Delhi High Court
Ravi Prakash Garg vs Jaswant Singh Jaiswal on 27 April, 2012
Author: Indermeet Kaur
Bench: Indermeet Kaur
* IN THE HIGH COURT OF DELHI AT NEW DELHI
% Date of Judgment:27.4.2012
+ R.C.REV. No.44/2012 & CM No.1879/2012
RAVI PRAKASH GARG ..... Petitioner
Through Dr. Anurag Kr. Agarwal, Mr
Virag Kr. Agarwal and Mr.
Umesh Mishra, Adv.
versus
JASWANT SINGH JAISWAL ..... Respondent
Through Mr.
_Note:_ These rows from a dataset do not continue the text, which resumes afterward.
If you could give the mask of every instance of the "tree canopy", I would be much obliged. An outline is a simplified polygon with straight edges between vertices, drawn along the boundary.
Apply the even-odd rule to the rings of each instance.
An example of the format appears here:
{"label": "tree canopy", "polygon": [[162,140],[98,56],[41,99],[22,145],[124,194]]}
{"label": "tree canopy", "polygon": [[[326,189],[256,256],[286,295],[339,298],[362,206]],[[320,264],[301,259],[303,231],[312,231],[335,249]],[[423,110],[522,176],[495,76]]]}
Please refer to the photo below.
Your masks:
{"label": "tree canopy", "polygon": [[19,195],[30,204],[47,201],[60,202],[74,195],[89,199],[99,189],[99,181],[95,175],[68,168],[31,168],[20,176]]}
R.S. Mahla, Adv.
CORAM:
HON'BLE MS. JUSTICE INDERMEET KAUR
INDERMEET KAUR, J. (Oral)
1 Order impugned is the order dated 01.11.2011; the eviction petition filed by the landlord Jaswant Singh Jaiswal seeking eviction of his tenant Ravi Prakash Garg from the disputed premises i.e. the first floor of property bearing No.C-2/3, Rana Pratap Bagh, Delhi had been decreed in his favour; application filed by the tenant seeking leave to defend had been dismissed.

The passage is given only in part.